Instrumentation for Improving the Spatial Resolution and Sensitivity in Small Animal Positron Emission Tomography

For clinical and pre-clinical molecular imaging, positron emission tomography (PET) is capable of imaging the underlying biological processes (i.e. increased glucose metabolism in cancer). Positron emitting radionuclides are atoms that may be attached to biologically relevant molecules, making the chemistry of PET flexible. Trace amounts of these molecules may be injected in a subject, resulting in an image of their concentration and location in the subject.;The first dedicated small animal PET scanners were developed in the mid 1990s and there remain several challenges specific to small animal PET. The spatial resolution in commercial small animal PET scanners is ∼1 mm, leading to partial volume effects and problems in quantification for structures smaller than 2 mm. In addition the duration of an imaging study using a small animal PET scanner is on the order of 10--30 minutes. This duration is, in part, due to the sensitivity of the scanner. With an improvement in sensitivity, the duration of the scan may be reduced without sacrificing image quality.

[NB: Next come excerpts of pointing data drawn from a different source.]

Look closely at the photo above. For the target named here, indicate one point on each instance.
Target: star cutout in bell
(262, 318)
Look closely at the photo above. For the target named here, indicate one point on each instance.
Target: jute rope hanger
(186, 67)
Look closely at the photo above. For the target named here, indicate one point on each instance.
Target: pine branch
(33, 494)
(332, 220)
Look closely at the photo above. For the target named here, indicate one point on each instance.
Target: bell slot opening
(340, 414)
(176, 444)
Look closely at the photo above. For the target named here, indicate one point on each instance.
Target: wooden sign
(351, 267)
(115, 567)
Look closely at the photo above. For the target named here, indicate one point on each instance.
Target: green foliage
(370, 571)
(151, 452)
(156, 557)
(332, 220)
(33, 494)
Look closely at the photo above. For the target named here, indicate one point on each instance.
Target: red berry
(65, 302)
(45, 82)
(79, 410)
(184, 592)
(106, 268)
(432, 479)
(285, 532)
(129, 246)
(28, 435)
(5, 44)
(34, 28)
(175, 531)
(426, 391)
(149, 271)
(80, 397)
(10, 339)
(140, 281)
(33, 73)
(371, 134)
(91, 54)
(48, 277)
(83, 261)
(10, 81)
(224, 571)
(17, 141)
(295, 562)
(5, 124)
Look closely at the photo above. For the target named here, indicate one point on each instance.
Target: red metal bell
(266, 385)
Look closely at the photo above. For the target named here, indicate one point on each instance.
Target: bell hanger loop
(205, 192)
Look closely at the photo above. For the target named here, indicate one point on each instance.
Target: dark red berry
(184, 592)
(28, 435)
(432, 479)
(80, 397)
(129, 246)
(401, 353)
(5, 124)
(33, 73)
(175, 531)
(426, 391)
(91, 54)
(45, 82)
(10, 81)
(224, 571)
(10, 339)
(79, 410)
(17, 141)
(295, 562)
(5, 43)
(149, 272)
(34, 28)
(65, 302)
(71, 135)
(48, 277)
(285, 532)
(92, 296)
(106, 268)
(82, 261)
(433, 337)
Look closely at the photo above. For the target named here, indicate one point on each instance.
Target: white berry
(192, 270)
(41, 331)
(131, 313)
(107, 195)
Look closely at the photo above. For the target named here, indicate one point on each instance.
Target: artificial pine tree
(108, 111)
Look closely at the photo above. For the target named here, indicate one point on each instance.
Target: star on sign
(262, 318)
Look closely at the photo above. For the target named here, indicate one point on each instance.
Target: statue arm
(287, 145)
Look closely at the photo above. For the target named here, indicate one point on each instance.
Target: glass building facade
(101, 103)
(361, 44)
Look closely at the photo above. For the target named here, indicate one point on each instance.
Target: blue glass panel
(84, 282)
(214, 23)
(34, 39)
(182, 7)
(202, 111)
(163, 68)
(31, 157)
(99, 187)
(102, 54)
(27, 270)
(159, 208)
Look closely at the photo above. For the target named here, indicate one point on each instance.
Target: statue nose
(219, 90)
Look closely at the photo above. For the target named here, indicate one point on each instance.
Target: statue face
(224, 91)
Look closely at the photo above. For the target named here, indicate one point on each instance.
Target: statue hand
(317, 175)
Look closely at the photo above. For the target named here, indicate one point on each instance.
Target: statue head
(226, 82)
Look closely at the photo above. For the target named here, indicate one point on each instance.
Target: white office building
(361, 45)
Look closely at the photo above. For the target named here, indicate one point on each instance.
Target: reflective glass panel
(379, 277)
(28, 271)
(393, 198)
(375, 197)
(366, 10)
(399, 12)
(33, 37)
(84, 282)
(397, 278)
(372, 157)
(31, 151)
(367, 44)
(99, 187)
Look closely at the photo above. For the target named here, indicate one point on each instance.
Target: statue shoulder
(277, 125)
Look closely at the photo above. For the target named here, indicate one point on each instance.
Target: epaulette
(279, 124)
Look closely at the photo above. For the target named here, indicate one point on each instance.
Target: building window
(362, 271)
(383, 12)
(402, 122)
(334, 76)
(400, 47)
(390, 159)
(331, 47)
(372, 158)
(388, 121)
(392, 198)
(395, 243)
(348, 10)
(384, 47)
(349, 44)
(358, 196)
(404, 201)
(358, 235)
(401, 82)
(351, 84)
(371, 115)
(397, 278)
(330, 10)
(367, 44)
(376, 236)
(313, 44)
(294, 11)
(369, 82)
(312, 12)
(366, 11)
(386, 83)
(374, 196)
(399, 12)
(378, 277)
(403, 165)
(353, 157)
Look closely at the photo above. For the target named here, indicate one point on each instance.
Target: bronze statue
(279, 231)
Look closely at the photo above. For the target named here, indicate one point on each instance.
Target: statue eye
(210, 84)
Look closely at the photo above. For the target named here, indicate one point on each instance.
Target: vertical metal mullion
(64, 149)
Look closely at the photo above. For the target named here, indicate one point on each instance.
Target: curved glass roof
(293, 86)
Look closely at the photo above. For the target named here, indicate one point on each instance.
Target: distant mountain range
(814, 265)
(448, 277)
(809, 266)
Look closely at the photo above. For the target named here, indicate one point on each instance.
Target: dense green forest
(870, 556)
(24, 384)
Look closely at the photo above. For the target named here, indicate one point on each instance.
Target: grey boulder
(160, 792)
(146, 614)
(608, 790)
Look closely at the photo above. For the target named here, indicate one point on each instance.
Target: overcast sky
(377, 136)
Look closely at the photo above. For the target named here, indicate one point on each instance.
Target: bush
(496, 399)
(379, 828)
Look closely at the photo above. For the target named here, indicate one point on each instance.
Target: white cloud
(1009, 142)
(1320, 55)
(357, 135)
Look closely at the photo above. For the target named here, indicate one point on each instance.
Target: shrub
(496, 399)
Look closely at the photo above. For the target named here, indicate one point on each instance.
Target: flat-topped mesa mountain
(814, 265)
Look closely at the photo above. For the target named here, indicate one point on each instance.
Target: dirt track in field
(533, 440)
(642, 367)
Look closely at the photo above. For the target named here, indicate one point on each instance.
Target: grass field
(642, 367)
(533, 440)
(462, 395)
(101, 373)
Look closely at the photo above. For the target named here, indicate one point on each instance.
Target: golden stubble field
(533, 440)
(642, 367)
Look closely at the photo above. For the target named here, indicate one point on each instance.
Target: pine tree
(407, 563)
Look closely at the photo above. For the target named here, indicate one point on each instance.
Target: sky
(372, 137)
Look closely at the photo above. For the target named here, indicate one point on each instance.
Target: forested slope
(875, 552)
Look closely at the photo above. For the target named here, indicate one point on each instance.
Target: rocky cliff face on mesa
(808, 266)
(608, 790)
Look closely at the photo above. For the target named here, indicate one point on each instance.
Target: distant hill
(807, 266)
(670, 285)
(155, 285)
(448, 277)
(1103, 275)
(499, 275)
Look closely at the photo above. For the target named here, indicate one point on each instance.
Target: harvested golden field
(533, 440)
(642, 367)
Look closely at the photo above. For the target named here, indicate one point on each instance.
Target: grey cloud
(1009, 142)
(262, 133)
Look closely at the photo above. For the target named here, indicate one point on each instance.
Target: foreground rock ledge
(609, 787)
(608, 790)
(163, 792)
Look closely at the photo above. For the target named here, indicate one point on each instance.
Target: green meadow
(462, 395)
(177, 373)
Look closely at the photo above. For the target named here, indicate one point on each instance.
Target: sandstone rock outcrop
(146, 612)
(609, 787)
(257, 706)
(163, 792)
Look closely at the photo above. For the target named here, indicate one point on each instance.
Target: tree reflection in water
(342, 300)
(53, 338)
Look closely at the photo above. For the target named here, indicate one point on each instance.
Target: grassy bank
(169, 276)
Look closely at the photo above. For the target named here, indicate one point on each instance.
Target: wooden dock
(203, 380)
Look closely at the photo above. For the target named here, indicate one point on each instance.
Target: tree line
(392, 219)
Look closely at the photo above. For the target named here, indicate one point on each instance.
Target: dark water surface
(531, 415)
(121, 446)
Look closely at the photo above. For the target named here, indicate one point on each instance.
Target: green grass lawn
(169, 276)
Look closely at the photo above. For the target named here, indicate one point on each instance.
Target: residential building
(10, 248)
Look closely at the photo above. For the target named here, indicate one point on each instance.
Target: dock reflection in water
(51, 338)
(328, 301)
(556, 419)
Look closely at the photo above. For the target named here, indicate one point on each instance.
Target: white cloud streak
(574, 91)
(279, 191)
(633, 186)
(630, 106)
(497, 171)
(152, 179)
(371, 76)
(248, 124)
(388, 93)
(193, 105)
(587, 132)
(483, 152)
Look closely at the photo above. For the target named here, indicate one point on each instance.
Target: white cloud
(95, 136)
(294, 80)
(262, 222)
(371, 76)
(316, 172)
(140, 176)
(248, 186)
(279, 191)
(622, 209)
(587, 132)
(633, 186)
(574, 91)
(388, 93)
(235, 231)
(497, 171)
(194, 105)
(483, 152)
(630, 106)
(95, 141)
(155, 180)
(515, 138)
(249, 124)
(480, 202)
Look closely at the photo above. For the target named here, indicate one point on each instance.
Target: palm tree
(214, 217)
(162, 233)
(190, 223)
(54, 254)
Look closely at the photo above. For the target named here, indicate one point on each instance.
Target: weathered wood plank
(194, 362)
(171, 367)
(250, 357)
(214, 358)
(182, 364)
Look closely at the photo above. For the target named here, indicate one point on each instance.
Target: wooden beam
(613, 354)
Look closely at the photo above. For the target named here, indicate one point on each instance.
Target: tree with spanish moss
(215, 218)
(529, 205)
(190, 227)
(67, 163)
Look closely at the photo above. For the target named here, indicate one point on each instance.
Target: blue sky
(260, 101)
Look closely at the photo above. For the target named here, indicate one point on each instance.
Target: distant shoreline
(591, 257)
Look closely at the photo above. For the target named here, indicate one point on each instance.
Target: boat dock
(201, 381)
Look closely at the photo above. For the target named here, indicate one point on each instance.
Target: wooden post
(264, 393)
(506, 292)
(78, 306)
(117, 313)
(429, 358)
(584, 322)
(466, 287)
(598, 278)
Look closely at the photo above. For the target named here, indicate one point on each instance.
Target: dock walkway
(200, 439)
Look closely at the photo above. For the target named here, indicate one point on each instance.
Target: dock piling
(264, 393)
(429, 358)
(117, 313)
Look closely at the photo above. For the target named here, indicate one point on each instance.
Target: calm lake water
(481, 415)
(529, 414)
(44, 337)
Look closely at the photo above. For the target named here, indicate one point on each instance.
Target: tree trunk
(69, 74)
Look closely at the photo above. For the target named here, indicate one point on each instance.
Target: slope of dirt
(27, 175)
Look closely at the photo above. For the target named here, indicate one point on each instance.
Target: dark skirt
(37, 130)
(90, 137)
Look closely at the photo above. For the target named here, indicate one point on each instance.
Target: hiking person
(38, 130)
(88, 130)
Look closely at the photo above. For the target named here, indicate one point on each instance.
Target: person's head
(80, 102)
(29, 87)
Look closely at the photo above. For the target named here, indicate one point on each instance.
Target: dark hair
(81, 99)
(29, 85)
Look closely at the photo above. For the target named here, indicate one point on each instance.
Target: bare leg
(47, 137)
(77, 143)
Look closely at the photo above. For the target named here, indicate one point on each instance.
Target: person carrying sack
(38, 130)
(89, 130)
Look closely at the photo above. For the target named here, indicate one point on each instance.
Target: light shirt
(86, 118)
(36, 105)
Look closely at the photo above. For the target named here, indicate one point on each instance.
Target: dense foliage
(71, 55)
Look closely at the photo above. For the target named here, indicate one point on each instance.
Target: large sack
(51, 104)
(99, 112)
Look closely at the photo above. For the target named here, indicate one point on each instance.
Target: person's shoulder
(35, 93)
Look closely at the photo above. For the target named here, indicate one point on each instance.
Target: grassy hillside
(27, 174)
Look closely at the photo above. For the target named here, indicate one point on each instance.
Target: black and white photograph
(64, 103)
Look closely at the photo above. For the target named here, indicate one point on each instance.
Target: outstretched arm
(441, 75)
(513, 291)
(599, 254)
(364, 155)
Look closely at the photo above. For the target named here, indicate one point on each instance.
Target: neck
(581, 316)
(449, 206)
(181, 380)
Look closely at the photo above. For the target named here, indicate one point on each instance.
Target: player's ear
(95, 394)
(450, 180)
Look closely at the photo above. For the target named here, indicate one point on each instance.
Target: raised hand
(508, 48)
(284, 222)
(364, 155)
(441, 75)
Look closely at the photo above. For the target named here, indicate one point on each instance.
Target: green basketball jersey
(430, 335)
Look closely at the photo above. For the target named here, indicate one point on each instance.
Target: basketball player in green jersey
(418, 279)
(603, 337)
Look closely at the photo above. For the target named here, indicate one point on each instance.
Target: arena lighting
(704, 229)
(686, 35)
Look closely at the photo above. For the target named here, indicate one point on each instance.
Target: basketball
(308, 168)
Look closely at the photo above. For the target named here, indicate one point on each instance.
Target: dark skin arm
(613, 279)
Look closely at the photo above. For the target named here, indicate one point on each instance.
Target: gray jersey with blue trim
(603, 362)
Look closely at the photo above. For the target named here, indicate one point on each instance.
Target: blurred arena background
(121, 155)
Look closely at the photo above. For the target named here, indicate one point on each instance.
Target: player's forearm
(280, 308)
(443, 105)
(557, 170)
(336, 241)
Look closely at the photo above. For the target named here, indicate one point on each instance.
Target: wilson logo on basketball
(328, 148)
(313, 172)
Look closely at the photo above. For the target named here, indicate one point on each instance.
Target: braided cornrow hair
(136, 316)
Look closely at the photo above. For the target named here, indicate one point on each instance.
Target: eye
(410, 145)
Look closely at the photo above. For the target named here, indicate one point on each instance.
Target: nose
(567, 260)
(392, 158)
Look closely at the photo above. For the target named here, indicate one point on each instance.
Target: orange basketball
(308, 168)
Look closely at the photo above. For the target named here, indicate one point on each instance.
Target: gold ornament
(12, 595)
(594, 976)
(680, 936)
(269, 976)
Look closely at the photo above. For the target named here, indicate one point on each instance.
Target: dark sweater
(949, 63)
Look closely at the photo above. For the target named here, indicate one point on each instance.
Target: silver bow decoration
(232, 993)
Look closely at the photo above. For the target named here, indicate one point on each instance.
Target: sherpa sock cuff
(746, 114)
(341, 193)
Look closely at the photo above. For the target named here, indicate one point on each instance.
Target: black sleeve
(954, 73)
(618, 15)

Additional benefits to improving the sensitivity of the scanner include the improvement of dynamic studies of the tracer distribution in the subject and the potential to reduce the injected amount of radionuclide (decreasing the radiation dose to the subject).;In this work, detector design to improve the spatial resolution and sensitivity of small animal PET is explored. To improve the spatial resolution, detectors with smaller elements were developed, progressing from detectors with individual crystal sizes of 0.7 mm X 0.7 mm X 20 mm to detectors with individual crystal sizes of 0.22 mm X 0.22 mm X 20 mm. All of the characterized detectors have a length of 20 mm along with depth-of-interaction encoding, ensuring that the improvements in spatial resolution are matched with an improvement in the sensitivity of the scanner. These detector designs are complemented by Monte Carlo simulations that explore the sensitivity and spatial resolution achieved with such detectors. Novel tapered detector designs are explored as is a single-detector insert to locally improve the spatial resolution and sensitivity of an existing small animal PET scanner.